Several L.P.s said Thomas Lee had sworn off raising a new mezzanine fund only a few years ago, but they believe he changed his mind to remain competitive with other shops that also target growth investments. “The competitive environment has forced him to change his stance. What he sees is he needs to be a one-stop shop for growth investments. Summit Partners and Welsh, Carson, Anderson & Stowe have stepped into his zone, and he needs to defend his spot,” a fund-of-funds manager said.

Partners at the firm, who manage the $3.45 billion Thomas H. Lee Co. Equity Fund IV, L.P., will also invest the mezzanine fund.

The group expects the fund to generate a gross IRR of close to 20%; its first mezzanine fund generated a gross IRR of 17% and the second fund generated a 25% gross IRR, Mr. Lee said.

… But History Points to Problems

The mezzanine funds lost more than $60 million when they were invested alongside Thomas H. Lee Co.’s buyout of American Health Cos. American Health operated the Diet Center, and declared bankruptcy.

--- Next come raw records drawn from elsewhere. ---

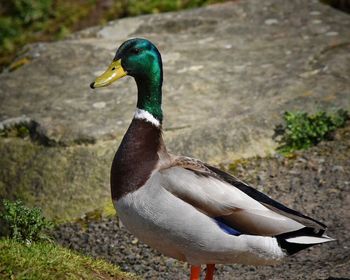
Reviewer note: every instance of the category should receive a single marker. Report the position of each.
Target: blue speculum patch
(226, 228)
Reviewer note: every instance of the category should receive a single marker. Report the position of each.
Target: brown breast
(136, 158)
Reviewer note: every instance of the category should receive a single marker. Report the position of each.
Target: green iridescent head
(140, 59)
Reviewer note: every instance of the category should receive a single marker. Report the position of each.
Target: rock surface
(315, 182)
(230, 71)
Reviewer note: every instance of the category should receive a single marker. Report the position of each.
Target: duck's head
(138, 58)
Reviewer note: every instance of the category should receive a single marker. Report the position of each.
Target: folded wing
(232, 202)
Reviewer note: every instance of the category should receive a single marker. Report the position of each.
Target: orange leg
(195, 272)
(210, 272)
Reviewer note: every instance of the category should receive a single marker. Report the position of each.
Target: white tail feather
(309, 239)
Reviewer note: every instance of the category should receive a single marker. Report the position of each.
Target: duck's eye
(135, 51)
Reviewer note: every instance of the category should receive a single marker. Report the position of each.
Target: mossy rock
(65, 182)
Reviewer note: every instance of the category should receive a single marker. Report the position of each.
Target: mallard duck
(183, 207)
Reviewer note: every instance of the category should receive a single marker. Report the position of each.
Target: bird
(183, 207)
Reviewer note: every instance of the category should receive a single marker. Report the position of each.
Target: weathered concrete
(230, 71)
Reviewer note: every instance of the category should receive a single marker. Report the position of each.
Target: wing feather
(218, 196)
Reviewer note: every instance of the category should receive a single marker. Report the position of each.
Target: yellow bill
(114, 72)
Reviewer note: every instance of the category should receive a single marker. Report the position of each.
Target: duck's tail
(295, 241)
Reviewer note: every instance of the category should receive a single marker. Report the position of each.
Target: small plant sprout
(25, 224)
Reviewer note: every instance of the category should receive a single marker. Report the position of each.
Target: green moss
(49, 261)
(301, 130)
(25, 224)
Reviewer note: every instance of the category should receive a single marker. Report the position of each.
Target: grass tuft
(301, 130)
(49, 261)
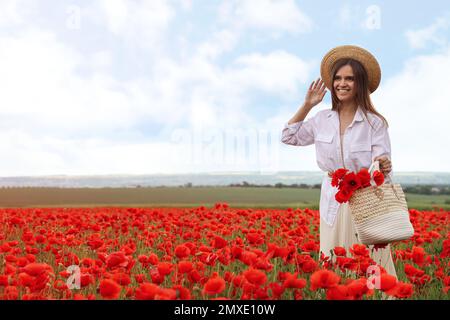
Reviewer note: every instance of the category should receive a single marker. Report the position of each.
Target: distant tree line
(416, 189)
(427, 189)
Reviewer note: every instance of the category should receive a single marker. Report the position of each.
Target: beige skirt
(343, 234)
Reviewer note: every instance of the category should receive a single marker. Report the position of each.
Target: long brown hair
(361, 84)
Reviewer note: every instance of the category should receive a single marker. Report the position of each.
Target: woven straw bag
(380, 214)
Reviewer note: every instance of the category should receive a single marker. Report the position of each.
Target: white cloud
(140, 22)
(278, 72)
(56, 119)
(434, 33)
(416, 105)
(15, 12)
(270, 15)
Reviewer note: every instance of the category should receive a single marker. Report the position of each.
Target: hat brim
(369, 62)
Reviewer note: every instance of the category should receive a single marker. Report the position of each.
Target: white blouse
(361, 144)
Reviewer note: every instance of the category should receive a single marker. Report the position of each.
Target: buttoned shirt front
(361, 143)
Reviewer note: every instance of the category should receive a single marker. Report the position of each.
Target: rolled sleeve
(381, 142)
(298, 134)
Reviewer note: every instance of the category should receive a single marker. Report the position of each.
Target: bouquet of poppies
(348, 182)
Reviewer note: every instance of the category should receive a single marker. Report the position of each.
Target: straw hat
(363, 56)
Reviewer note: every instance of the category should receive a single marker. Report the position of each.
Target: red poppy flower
(255, 276)
(35, 269)
(117, 260)
(214, 285)
(418, 255)
(339, 292)
(364, 177)
(293, 282)
(401, 290)
(181, 251)
(387, 281)
(359, 250)
(185, 266)
(324, 279)
(146, 291)
(340, 251)
(165, 268)
(109, 289)
(219, 242)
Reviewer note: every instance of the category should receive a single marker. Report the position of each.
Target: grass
(241, 197)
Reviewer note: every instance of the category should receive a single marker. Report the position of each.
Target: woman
(352, 135)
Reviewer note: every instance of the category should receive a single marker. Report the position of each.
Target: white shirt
(361, 144)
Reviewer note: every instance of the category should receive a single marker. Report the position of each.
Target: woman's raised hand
(315, 93)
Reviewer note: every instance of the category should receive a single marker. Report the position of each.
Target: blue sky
(135, 87)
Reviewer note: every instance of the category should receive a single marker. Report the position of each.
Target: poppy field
(207, 253)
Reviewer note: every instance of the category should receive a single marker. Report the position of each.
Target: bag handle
(376, 166)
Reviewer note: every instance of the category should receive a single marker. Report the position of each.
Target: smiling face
(344, 84)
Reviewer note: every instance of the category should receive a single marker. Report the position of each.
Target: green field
(185, 197)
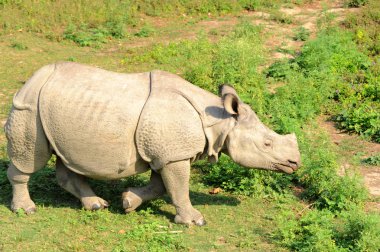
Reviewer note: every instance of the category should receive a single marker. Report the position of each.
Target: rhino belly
(90, 118)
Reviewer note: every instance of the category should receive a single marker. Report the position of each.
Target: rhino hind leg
(77, 185)
(28, 150)
(133, 197)
(176, 177)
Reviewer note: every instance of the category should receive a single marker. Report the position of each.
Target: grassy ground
(199, 48)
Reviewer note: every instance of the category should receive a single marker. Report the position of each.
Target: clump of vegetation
(19, 46)
(280, 17)
(372, 160)
(145, 31)
(365, 24)
(232, 178)
(323, 231)
(301, 34)
(86, 36)
(355, 3)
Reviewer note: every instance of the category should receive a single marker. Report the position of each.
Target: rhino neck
(216, 135)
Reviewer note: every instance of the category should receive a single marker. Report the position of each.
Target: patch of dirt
(351, 145)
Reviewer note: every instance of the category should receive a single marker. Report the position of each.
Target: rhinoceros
(107, 125)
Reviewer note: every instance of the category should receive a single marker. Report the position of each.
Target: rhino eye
(268, 143)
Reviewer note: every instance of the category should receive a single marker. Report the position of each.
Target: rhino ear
(230, 99)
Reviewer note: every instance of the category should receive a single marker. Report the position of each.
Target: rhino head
(251, 144)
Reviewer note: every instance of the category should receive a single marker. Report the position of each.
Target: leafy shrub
(19, 46)
(355, 3)
(372, 160)
(301, 34)
(281, 17)
(365, 25)
(145, 31)
(323, 231)
(233, 178)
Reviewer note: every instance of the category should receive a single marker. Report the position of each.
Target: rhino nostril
(293, 163)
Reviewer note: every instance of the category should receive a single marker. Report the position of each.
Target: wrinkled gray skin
(107, 125)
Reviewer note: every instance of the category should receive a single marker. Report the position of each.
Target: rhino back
(90, 117)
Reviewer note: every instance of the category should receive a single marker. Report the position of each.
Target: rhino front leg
(176, 178)
(77, 185)
(21, 198)
(133, 197)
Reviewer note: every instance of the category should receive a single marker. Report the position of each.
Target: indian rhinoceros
(107, 125)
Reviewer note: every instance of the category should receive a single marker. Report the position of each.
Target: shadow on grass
(44, 190)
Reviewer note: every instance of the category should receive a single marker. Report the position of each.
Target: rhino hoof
(200, 222)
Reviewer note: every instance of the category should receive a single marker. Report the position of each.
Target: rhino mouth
(289, 167)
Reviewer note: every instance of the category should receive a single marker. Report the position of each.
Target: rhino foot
(28, 206)
(131, 201)
(190, 217)
(94, 203)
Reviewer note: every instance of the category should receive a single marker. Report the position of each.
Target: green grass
(256, 210)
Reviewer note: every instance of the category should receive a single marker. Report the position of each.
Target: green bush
(315, 230)
(365, 24)
(355, 3)
(145, 31)
(372, 160)
(236, 179)
(301, 34)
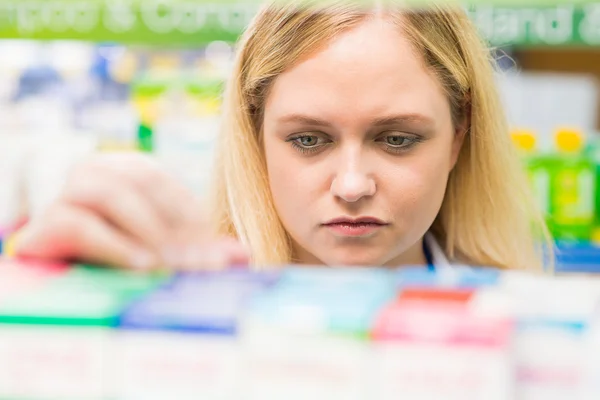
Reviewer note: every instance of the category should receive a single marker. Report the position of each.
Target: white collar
(438, 257)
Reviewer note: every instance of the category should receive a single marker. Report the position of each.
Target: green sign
(126, 21)
(549, 26)
(197, 22)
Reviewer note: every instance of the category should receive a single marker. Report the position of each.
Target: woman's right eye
(307, 143)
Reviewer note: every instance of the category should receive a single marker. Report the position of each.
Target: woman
(351, 136)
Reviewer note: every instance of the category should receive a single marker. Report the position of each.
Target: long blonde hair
(487, 216)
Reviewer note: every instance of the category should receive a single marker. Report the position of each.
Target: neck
(413, 256)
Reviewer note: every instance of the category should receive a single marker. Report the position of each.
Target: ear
(460, 132)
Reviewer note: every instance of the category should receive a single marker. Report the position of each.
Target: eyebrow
(383, 121)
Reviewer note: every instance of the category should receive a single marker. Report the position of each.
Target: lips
(355, 227)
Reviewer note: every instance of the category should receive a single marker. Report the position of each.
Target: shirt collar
(438, 257)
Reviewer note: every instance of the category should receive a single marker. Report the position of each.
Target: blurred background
(80, 76)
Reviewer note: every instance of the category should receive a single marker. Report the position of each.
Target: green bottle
(593, 151)
(538, 169)
(573, 188)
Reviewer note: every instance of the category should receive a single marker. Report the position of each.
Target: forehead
(369, 70)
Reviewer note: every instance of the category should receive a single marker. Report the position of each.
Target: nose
(352, 181)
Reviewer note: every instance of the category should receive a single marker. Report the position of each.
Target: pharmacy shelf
(578, 258)
(197, 22)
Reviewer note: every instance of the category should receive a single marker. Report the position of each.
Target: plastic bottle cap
(524, 139)
(569, 140)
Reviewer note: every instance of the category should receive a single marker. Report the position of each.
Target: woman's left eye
(398, 142)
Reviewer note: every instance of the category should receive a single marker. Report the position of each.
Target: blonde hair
(487, 216)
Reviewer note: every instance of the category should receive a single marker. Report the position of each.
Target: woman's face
(359, 143)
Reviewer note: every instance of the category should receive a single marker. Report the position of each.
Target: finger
(118, 202)
(176, 204)
(71, 233)
(214, 255)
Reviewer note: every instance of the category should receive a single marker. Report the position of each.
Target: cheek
(418, 187)
(290, 182)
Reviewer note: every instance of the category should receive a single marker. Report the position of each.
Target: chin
(354, 260)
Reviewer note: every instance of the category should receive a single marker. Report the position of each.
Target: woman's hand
(124, 211)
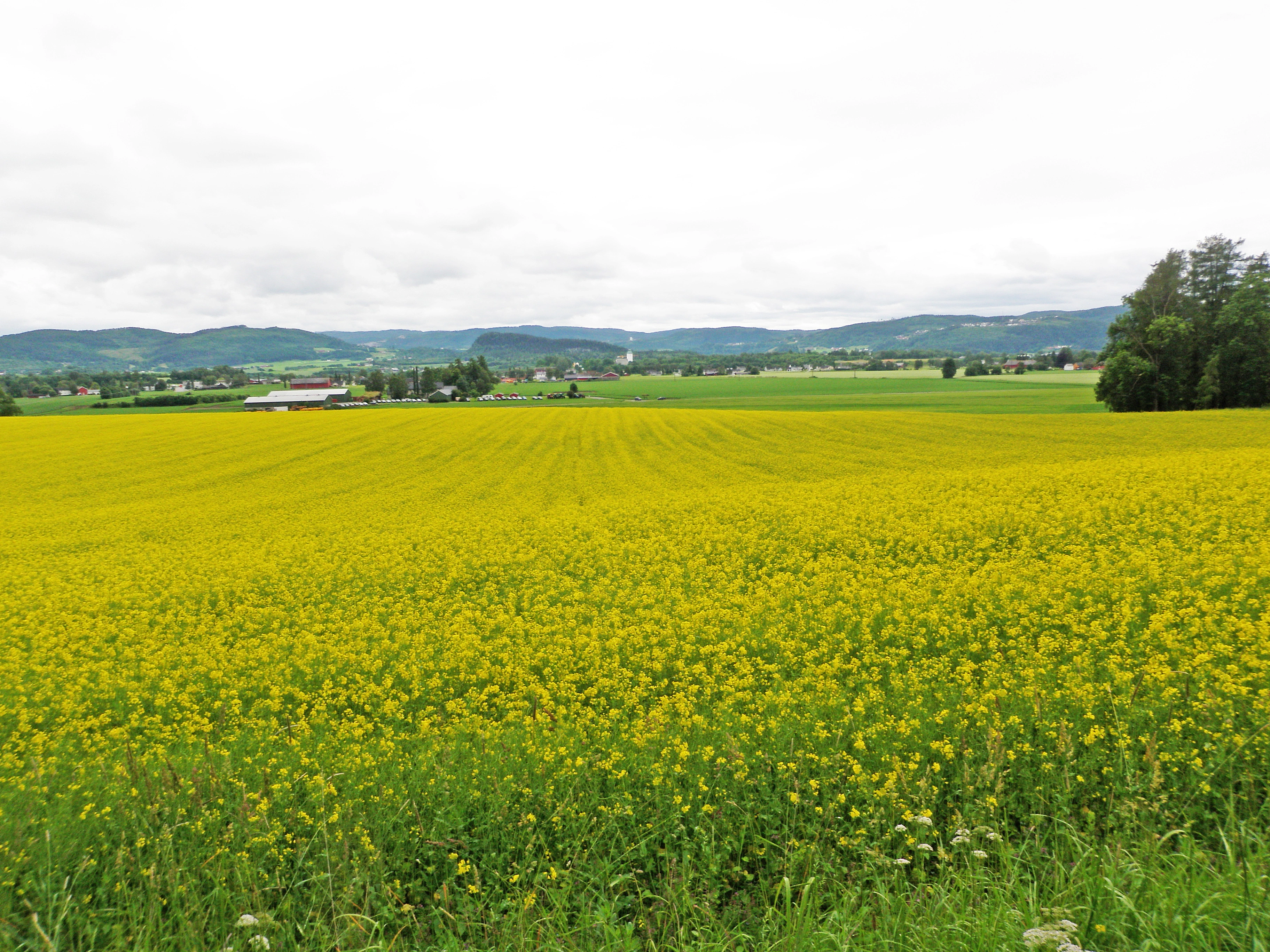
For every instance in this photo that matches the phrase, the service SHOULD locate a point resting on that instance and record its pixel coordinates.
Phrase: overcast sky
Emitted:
(442, 166)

The mezzanine fund also was unable to refinance a bridge loan it made in its investment in BeefAmerica, due to the falling price of beef in the early 1990s.

However, the funds also generated high returns investing alongside Thomas H. Lee Co. in Snapple, General Nutrition Cos. and EquiCredit.

At the time of the first two mezzanine funds, the firm arranged a credit line with several banks secured against the mezzanine funds to give it more flexibility in its investments. Mr. Lee said there are no plans to leverage the mezzanine fund this time.

Mr. Lee said he has learned from some of his experiences in the prior mezzanine efforts.

“In a deal we found for someone else, one of our new analysts said right before the closing that management had just backed off from buying its stock in the company. I didn’t listen to him, and it turned out to be very bad omen and a bad deal,” he said, when speaking this month at the New York Capital Roundtable breakfast. Mr. Lee did not name the investment.

Thomas H. Lee Co. is expected to charge a 0.5% management fee for the new fund and to take 20% of all income, which includes coupons, Mr. Lee said.